Introduction
There is no treatment for geographic atrophy (GA), the advanced form of dry age-related macular degeneration. Several trials have failed so far [1-3], which underscores the need to improve the knowledge on disease pathophysiology. One approach to gain insights into disease mechanisms in observational studies is to compare cases with extreme values of a given characteristic (i.e., the first vs. the fifth quintiles of the distribution of a quantitative variable, for example) [4-6].

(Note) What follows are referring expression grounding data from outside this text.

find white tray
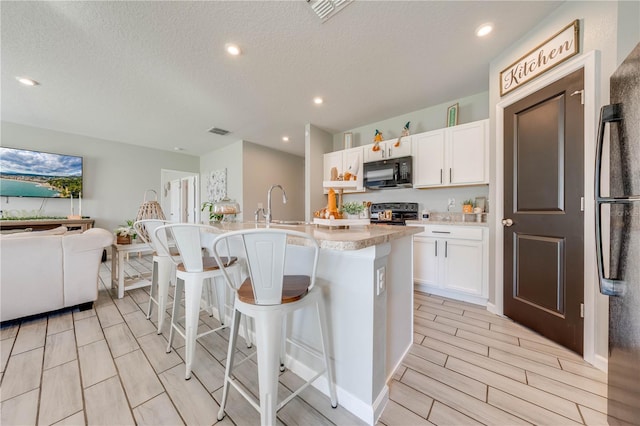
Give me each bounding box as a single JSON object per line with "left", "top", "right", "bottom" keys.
{"left": 313, "top": 218, "right": 370, "bottom": 227}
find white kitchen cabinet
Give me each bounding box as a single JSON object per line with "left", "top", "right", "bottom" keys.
{"left": 322, "top": 147, "right": 364, "bottom": 193}
{"left": 363, "top": 136, "right": 411, "bottom": 163}
{"left": 409, "top": 224, "right": 488, "bottom": 305}
{"left": 412, "top": 119, "right": 488, "bottom": 188}
{"left": 412, "top": 129, "right": 446, "bottom": 186}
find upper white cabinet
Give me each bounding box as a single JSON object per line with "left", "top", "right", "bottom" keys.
{"left": 412, "top": 119, "right": 489, "bottom": 188}
{"left": 322, "top": 146, "right": 364, "bottom": 193}
{"left": 363, "top": 136, "right": 412, "bottom": 163}
{"left": 412, "top": 129, "right": 446, "bottom": 186}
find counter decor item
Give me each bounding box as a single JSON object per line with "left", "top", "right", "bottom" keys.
{"left": 114, "top": 221, "right": 136, "bottom": 244}
{"left": 447, "top": 103, "right": 459, "bottom": 127}
{"left": 462, "top": 199, "right": 474, "bottom": 213}
{"left": 395, "top": 121, "right": 410, "bottom": 147}
{"left": 372, "top": 129, "right": 383, "bottom": 151}
{"left": 135, "top": 189, "right": 166, "bottom": 241}
{"left": 341, "top": 201, "right": 365, "bottom": 219}
{"left": 202, "top": 197, "right": 241, "bottom": 223}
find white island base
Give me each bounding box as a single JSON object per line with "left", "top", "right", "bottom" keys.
{"left": 282, "top": 235, "right": 414, "bottom": 424}
{"left": 205, "top": 223, "right": 418, "bottom": 425}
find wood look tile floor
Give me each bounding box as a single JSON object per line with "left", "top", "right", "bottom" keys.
{"left": 0, "top": 255, "right": 609, "bottom": 425}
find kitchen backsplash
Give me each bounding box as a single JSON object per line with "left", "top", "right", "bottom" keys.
{"left": 342, "top": 185, "right": 489, "bottom": 215}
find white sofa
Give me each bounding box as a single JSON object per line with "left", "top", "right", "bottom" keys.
{"left": 0, "top": 226, "right": 114, "bottom": 322}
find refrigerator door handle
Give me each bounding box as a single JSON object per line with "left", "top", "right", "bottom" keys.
{"left": 595, "top": 104, "right": 623, "bottom": 296}
{"left": 594, "top": 104, "right": 640, "bottom": 296}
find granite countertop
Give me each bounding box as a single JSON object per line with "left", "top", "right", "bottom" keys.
{"left": 206, "top": 222, "right": 421, "bottom": 251}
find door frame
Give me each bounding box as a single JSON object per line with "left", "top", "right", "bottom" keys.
{"left": 160, "top": 169, "right": 200, "bottom": 223}
{"left": 493, "top": 50, "right": 604, "bottom": 368}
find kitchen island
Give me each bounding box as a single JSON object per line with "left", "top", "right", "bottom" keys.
{"left": 203, "top": 222, "right": 420, "bottom": 424}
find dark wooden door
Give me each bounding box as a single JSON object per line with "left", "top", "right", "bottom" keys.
{"left": 503, "top": 68, "right": 585, "bottom": 354}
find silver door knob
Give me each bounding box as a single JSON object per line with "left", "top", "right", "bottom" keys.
{"left": 502, "top": 218, "right": 514, "bottom": 227}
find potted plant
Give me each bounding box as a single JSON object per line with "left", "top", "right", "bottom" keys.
{"left": 462, "top": 199, "right": 475, "bottom": 214}
{"left": 201, "top": 202, "right": 224, "bottom": 223}
{"left": 114, "top": 220, "right": 136, "bottom": 244}
{"left": 341, "top": 201, "right": 365, "bottom": 219}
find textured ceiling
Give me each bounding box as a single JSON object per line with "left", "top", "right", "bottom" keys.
{"left": 1, "top": 1, "right": 563, "bottom": 157}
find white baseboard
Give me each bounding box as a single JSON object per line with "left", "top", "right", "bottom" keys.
{"left": 591, "top": 353, "right": 608, "bottom": 372}
{"left": 285, "top": 355, "right": 385, "bottom": 425}
{"left": 486, "top": 301, "right": 503, "bottom": 316}
{"left": 415, "top": 284, "right": 488, "bottom": 307}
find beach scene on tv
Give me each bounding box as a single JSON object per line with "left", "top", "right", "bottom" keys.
{"left": 0, "top": 147, "right": 83, "bottom": 198}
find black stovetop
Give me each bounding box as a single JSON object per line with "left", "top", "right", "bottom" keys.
{"left": 370, "top": 202, "right": 418, "bottom": 225}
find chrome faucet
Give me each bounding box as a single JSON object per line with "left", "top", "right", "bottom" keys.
{"left": 265, "top": 184, "right": 287, "bottom": 225}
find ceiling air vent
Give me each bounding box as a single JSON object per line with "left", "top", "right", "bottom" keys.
{"left": 208, "top": 127, "right": 230, "bottom": 136}
{"left": 307, "top": 0, "right": 352, "bottom": 22}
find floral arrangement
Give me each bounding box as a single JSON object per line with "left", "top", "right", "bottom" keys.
{"left": 114, "top": 220, "right": 136, "bottom": 237}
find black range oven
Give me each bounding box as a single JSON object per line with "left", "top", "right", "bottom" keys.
{"left": 370, "top": 202, "right": 418, "bottom": 226}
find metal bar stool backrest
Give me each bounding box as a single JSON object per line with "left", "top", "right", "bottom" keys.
{"left": 213, "top": 228, "right": 319, "bottom": 306}
{"left": 157, "top": 224, "right": 211, "bottom": 272}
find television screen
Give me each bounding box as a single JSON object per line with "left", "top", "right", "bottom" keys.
{"left": 0, "top": 147, "right": 83, "bottom": 198}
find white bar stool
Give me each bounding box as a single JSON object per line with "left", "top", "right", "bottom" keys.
{"left": 134, "top": 219, "right": 178, "bottom": 334}
{"left": 212, "top": 228, "right": 338, "bottom": 426}
{"left": 156, "top": 223, "right": 242, "bottom": 380}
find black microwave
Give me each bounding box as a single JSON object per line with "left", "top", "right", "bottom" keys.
{"left": 363, "top": 156, "right": 413, "bottom": 189}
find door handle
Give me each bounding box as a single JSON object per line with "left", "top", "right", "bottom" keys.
{"left": 595, "top": 104, "right": 628, "bottom": 296}
{"left": 440, "top": 169, "right": 443, "bottom": 184}
{"left": 444, "top": 241, "right": 448, "bottom": 258}
{"left": 502, "top": 218, "right": 513, "bottom": 227}
{"left": 435, "top": 240, "right": 438, "bottom": 257}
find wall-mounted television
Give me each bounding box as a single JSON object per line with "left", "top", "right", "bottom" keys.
{"left": 0, "top": 147, "right": 83, "bottom": 198}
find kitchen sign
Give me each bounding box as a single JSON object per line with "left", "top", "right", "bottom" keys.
{"left": 500, "top": 20, "right": 580, "bottom": 96}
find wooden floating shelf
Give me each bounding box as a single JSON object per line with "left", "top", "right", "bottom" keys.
{"left": 322, "top": 180, "right": 359, "bottom": 189}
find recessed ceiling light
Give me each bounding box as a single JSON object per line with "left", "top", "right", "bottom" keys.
{"left": 313, "top": 97, "right": 323, "bottom": 105}
{"left": 173, "top": 147, "right": 185, "bottom": 151}
{"left": 282, "top": 136, "right": 289, "bottom": 142}
{"left": 16, "top": 77, "right": 39, "bottom": 86}
{"left": 476, "top": 23, "right": 493, "bottom": 37}
{"left": 225, "top": 43, "right": 241, "bottom": 56}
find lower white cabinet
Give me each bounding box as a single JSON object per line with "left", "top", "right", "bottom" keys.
{"left": 410, "top": 224, "right": 488, "bottom": 305}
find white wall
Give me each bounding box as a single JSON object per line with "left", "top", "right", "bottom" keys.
{"left": 332, "top": 92, "right": 489, "bottom": 150}
{"left": 305, "top": 124, "right": 334, "bottom": 222}
{"left": 1, "top": 122, "right": 199, "bottom": 232}
{"left": 199, "top": 140, "right": 244, "bottom": 220}
{"left": 199, "top": 140, "right": 304, "bottom": 222}
{"left": 243, "top": 141, "right": 304, "bottom": 221}
{"left": 488, "top": 1, "right": 637, "bottom": 366}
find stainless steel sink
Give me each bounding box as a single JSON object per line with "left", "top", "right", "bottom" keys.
{"left": 270, "top": 220, "right": 311, "bottom": 226}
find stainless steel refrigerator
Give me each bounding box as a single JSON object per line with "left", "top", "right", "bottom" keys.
{"left": 595, "top": 42, "right": 640, "bottom": 424}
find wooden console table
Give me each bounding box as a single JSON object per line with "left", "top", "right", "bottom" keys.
{"left": 0, "top": 218, "right": 95, "bottom": 232}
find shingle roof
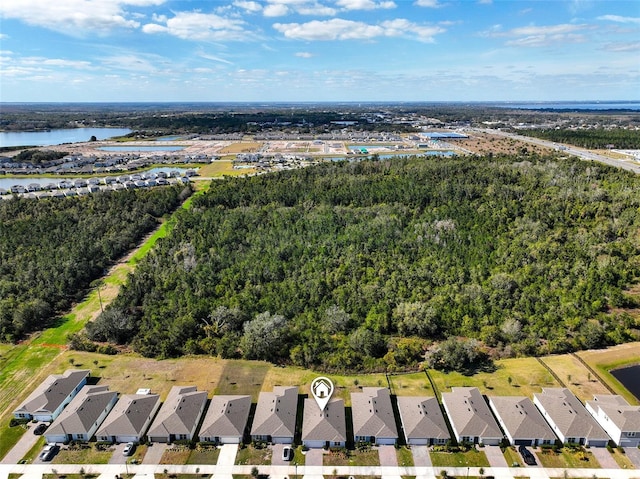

This strategy may be affected by regression to the mean (RTM), a ubiquitous statistical phenomenon in which the most extreme measurements tend to be less extreme upon remeasurement [7-9]. It is caused by random fluctuation due to biological variability and measurement error. In addition, it is not known to which extent RTM may be present when a given characteristic (for example, growth rate) is derived from compound measurements (area at baseline and at follow-up). Patients with GA showing very fast (or slow) progression rates may show slower (or faster) progression rates later on (closer to the mean) simply by RTM. Therefore, this phenomenon may affect the classification of a patient as having a fast or slow progressing eye, misleading the individual prognosis and prognostic model research [10]. The purpose of this study was to identify and quantify RTM when measuring GA growth rates, and to determine the percentage of patients misclassified by it.
Methods
Study Design and Eligibility Criteria
This is a retrospective observational study. We included participants with GA and ≥6 months of follow-up from GAIN (NCT01694095 [11], a prospective natural history study conducted from 2009 to 2012),and also other patients who visited the Institut de la Màcula (Barcelona, Spain), a tertiary referral center, between 2012 and February 4, 2018. Patients with other causes of retinal pigment epithelium atrophy, mixed age-related macular degeneration, previous intraocular treatment for a retinal disorder, surgery (other than phacoemulsification), unavailable fundus autofluorescence (FAF) images at baseline or follow-up, or poor imaging quality were excluded. Only one eye was included; in bilateral cases the study eye was randomly chosen. The study followed the tenets of the Declaration of Helsinki, was approved by the Comité Ético de investigación con medicamentos del Grupo Hospitalario Quirón (Barcelona), and all patients signed an informed consent.
Procedures
All patients received a complete ophthalmic exam, including best-corrected visual acuity, intraocular pressure with Goldmann contact tonometry, and an anterior and posterior segment exam. After pupil dilatation, all patients underwent 35 and 50° non-stereoscopic color fundus photography centered on the fovea (TRC 50DX IA; Topcon, Japan), high resolution, 30 × 30° FAF imaging with Spectralis HRA+OCT® (Heidelberg Engineering, Heidelberg, Germany) with an average of ≥10 frames, and spectral domain optical coherence tomography.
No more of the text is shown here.